Toyomansi Pork Chops are Filipino-style pork marinated in soy sauce, calamansi juice, and garlic. So easy to make yet packs amazing flavor that’s perfect with steamed rice!

If there’s one thing I’ve learned in the many years I worked in a kitchen is that food doesn’t have to be complicated to be delicious. You don’t need elaborate preparations or fancy ingredients to have something spectacular.

Take for instance these toyomansi pork chops. Juicy, flavorful and absolutely amazing, all they take is a simple marinade of soy sauce, calamansi, minced garlic, and pepper. Seriously, the hardest part of making these pork chops for lunch is waiting for them to marinate!

What is Toyomansi

Toyomansi is a classic Filipino sauce made of soy sauce (toyo) and calamansi (mansi). It’s also common to add aromatics and spices such as fresh garlic, shallots, ground pepper, and chilies to the basic mixture for additional layers of flavor.
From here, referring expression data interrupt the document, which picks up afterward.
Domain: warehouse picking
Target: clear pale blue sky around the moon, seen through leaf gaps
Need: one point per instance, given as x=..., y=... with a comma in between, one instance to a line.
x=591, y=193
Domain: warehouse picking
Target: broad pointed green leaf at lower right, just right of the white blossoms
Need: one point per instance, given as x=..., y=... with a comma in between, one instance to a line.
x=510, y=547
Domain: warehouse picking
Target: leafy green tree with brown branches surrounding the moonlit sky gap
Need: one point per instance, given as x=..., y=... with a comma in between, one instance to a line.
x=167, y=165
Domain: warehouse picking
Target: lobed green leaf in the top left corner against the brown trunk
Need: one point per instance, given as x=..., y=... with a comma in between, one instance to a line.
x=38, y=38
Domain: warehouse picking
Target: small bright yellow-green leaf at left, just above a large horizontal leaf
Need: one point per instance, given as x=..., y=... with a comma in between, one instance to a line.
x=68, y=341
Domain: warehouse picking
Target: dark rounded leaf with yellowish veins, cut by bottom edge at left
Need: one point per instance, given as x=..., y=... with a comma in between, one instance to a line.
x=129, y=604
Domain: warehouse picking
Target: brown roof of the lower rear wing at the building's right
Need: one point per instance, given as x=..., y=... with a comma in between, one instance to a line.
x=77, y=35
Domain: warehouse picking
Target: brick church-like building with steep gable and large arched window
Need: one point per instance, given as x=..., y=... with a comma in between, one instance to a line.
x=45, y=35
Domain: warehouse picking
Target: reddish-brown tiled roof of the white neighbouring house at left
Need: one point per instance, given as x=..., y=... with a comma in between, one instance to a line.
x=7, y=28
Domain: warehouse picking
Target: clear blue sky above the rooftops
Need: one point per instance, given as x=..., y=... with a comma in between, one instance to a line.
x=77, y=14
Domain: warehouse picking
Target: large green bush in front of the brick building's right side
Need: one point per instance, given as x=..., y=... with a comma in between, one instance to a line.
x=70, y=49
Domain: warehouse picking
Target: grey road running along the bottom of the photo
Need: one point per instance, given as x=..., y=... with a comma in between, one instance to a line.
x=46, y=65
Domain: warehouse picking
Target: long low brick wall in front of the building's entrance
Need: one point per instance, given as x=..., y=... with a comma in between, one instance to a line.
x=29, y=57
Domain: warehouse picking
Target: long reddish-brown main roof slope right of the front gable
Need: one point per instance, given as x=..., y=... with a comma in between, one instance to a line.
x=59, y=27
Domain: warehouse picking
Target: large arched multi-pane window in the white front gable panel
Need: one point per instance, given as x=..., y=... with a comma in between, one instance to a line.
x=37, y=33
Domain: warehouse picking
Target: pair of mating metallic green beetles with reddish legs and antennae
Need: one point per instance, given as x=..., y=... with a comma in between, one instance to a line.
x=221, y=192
Although mostly used as a dipping sauce for grilled or fried meat and seafood, it can also double as a marinade as in this pork chop recipe.

How to Cook Toyomansi Pork Chops

Drain the pork well, pat dry, and choose from the three different ways to cook below.

  • In a wide pan over medium-high heat, heat about two tablespoons of canola oil. Add the pork chops in a single layer and pan-fry for 2 to 3 minutes, depending on thickness, until nicely seared. Flip to the other side and continue to cook for another 1 to 2 minutes or until juices run clear and a thermometer inserted in the center reads 145 F.
  • Heat an outdoor grill to high heat or about 500 F. Drain the pork chops well, pat dry, and rub all sides with olive or canola oil. Place the chops in a single layer on the hot grates and grill on direct heat for about 2 to 3 minutes on each side or until nicely seared. Transfer the meat to indirect heat, cover grill, and continue to cook for another 5 to 7 minutes or until juices run clear and a thermometer inserted in the center reads 145 F.  I use 1/2-inch thick pork chops; make sure to adjust cooking time depending on thickness.
  • Position an oven rack about 6 inches from the heating element and preheat to high broil for about 10 minutes. Arrange pork chops in a single layer in a cast iron skillet or on the broiler pan. Broil for about 2 to 3 minutes, depending on thickness, and then carefully turn to other side and continue to cook for another 2 to 3 minutes or until both sides are nicely charred and a thermometer in the center reads 145 F.
  • Tips on How to Make Filipino-style Pork Chops

    • I use center cut pork loin rib chops about 1/2-inch thick. Please adjust cook times depending on the thickness. Try to use bone-in as they tend to stay juicier and don’t overcook as quickly as boneless.
    • If the chops have a thick band of fat around them, make small slits on the fat to keep them from curling or buckling during cooking.
    • Do not swap lemon or lime juice for the calamansi! Although these citrus fruits are used interchangeably in some recipes such as bistek, the distinct flavor of these pork chops do depend on the calamansi’s sweet and tangy taste. If you don’t have ready access to calamondin and must substitute, use a mix of freshly squeezed orange and lemon juice.
    • Do not marinate the pork chops for more than 4 hours as the acids in the marinade will break down the protein fibers, affecting the texture of the meat.
    • Marinate in a plastic or glass container and not in a metal container as the acids might interact with the metal.
    • Cook on medium-high heat and do not overcrowd the pan during frying so the meat will sear nicely and not cook in their steam.
    • Let the pork chops to rest before slicing to allow juices to redistribute.
    • How to Serve Calamansi-Soy Pork Chops

      This Filipino-style recipe is my favorite way to season pork chops. It’s a quick and easy method yet brings tons of flavor to enjoy for any meal of the day!

      For breakfast,  I usually pair the pork with garlic fried rice or country potatoes and sunny side up eggs. For lunch or dinner, a heaping plate of steamed rice and grilled eggplant salad or ensaladang kamote tops make a great accompaniment to the citrusy, savory flavors of the meat!

      These pork chops not only a great weeknight dinner option, but are also a great addition to outdoor BBQs or boodle fights!